Paul Harley seemed to be reflecting.
"Of course, Sir Charles," he said, presently, "your statement is very interesting and curious, and I shall naturally make a point of going fully into the matter. But before proceeding further there are two questions I should like to ask you. The first is this: What is the name of the 'well-known' man to whom you refer? And the second: If not he then whom do you suspect of being behind all this?"
"The one matter is so hopelessly involved in the other," he finally replied, "that although I came here prepared as I thought with a full statement of the case, I should welcome a further opportunity of rearranging the facts before imparting them to you. One thing, however, I have omitted to mention. It is, perhaps, of paramount importance. There was a robbery at my house less than a week ago."
"What! A robbery! Tell me: what was stolen?"
"Nothing of the slightest value, Mr. Harley, to any one but myself--or so I should have supposed." The speaker coughed nervously. "The thief had gained admittance to my private study, where there are several cases of Oriental jewellery and a number of pieces of valuable gold and silverware, all antique. At what hour he came, how he gained admittance, and how he retired, I cannot imagine. All the doors were locked as usual in the morning and nothing was disturbed."
"I don't understand, then."
"I chanced to have occasion to open my bureau which I invariably keep locked. Immediately--immediately--I perceived that my papers were disarranged. Close examination revealed the fact that a short manuscript in my own hand, which had been placed in one of the pigeonholes, was missing."
"A manuscript," murmured Harley. "Upon a technical subject?"
"Scarcely a technical subject, Mr.
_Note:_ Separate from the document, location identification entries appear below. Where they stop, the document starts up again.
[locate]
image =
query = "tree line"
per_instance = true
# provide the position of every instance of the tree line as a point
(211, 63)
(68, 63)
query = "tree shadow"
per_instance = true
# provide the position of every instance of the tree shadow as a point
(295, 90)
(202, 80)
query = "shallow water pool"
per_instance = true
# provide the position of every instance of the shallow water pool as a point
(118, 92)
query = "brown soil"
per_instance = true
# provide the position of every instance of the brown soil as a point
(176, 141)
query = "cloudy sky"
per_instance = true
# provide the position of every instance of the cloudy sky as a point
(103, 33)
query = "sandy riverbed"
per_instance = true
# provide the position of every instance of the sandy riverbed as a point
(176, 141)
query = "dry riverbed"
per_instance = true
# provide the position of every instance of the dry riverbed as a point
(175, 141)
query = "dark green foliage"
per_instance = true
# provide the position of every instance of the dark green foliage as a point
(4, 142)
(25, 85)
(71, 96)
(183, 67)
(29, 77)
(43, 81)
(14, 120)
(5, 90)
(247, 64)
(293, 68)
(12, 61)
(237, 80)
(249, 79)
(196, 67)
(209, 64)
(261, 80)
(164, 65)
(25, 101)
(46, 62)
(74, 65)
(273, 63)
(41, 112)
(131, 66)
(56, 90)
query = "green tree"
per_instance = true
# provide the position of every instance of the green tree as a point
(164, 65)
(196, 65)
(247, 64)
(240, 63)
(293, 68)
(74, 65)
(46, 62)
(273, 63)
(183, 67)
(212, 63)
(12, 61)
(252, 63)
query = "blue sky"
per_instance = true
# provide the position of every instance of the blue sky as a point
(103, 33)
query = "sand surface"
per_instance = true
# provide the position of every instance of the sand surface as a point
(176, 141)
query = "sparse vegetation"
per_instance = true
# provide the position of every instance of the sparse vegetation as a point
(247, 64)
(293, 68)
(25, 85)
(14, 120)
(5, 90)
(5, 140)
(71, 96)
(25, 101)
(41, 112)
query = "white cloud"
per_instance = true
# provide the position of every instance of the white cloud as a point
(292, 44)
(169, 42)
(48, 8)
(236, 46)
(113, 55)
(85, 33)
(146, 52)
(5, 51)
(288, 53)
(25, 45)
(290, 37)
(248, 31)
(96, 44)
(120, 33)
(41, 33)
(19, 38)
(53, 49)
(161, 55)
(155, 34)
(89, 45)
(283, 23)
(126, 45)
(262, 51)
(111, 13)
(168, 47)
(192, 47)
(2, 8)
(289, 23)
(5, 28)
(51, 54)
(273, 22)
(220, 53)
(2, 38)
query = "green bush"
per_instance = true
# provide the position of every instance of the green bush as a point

Harley. It was a brief account which I had vaguely contemplated publishing in one of the reviews, a brief account of a very extraordinary patient whom I once attended."
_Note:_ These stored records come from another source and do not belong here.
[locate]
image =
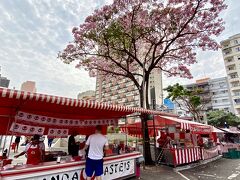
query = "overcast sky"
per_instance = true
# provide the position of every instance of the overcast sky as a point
(32, 32)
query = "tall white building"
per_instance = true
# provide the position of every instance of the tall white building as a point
(214, 91)
(231, 55)
(124, 92)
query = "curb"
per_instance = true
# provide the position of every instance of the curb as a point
(201, 162)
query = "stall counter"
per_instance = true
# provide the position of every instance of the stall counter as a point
(115, 167)
(178, 156)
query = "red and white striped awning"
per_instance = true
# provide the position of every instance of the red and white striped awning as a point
(60, 109)
(187, 125)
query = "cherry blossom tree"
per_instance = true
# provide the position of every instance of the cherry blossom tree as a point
(131, 38)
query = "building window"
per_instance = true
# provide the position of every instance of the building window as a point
(237, 101)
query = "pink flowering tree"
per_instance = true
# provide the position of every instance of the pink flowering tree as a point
(131, 38)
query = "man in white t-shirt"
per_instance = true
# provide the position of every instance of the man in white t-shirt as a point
(94, 163)
(35, 151)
"And had you written it recently?"
"No; some years ago. But I had recently added to it. I may say that it was my purpose still further to add to it, and with this object I had actually unlocked the bureau."
"New facts respecting this patient had come into your possession?"
"Before the date of the attack upon you?"
"Before that date, yes."
"And before surveillance of your movements began?"
"I believe so."
"May I suggest that your patient and the 'well-known man' to whom you referred are one and the same?"
"It is not so, Mr. Harley," returned Sir Charles in a tired voice. "Nothing so simple. I realize more than ever that I must arrange my facts in some sort of historical order. Therefore I ask you again: will you dine with me to-night?"
"With pleasure," replied Harley, promptly. "I have no other engagement."
That his ready acceptance had immensely relieved the troubled mind of Sir Charles was evident enough. His visitor stood up. "I am not prone to sickly fancies, Mr. Harley," he said. "But a conviction has been growing upon me for some time that I have incurred, how I cannot imagine, but that nevertheless I have incurred powerful enmity. I trust our evening's counsel may enable you, with your highly specialized faculties, to detect an explanation."
And it was instructive to note how fluently he spoke now that he found himself temporarily relieved of the necessity of confessing the source of his mysterious fears.